Network Trouble Shooting: Made simple for Complex Network Issue.
The most efficient manner to trouble shoot network issue is to approach simple and systematic way. Collect the information then trouble shoot by following OSI (Open System Inter Connection) Networking Model.
Collect the and Understand Basic Information
Its very important to collect and very critical to obtain a complete picture of the issue. Carefully consider how the problem appears. For example its related to inbound traffic, out bond traffic or both. Try to identify the problem is constant or intermittent, and is this issue reproducible? If so how?
Trouble shoots up as per the OSI Reference Model:
As said earlier, best and simple way of trouble shooting network issue is by following OSI reference model. So start troubleshooting with Physical Layer and work up to the Application Layer. In most of the cases problem persists at first three layers.
Physical Layer Trouble Shooting.
The physical layer is one of the easiest to troubleshoot. It is also frequently overlooked. If there is connectivity issue, consider to check following.
Ensure the devices are powered on; examine the cable by LAN Ethernet Cat 5 tester or Fiber Optic Test Instrument. Closely examine the connector as well. Ensure that each cable connector clicks as it is inserted properly into the network port. Check network port indicator lights on each side.

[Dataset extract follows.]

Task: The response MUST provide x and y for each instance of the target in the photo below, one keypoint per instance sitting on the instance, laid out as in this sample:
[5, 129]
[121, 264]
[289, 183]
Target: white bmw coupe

- Ensure that proper type of cabling is in use. Cabling between Network Devices and Computer should be used “straight Through Cable”. A straight through cable has an identical wiring layout on both sides. For Computer to Computer or Switch to Switch you should use Cross over cable.
- From OS level you can trouble shoot Network card by checking driver is properly loaded or not or you can run some hardware diagnostic on it. Ethtool, load the driver using modeprob, getmib –l
- Finally check system log and Hardware log and examine the is there any error occurred for NIC.
Data Link Layer Trouble shooting:
Data link layer transfer data between two nodes in LAN Segment (system) or adjacent network nodes in a Wide Area Network. In this section only we will discuss Ethernet 802.3. In Data Link Layer handles frame delivery in digital form.
Note: Data Link Layer protocols are FDDI, Token Ring, Apple Talk, ATM, Cisco Discovery Protocol, Frame Relay, Ethernet, Multi protocol Label Switching (MPLS), Point-to-Point Protocol, Serial Line Internet Protocol (SLIP), Spanning Tree Protocol.
At the data link layer, local communication occurs by network port hardware addresses, also known Media Access Addresses (MAC). Improper configuration leads to failure in Data Link Layer.
- If there is network connectivity issue, first check Address Resolution Protocol (ARP) Table.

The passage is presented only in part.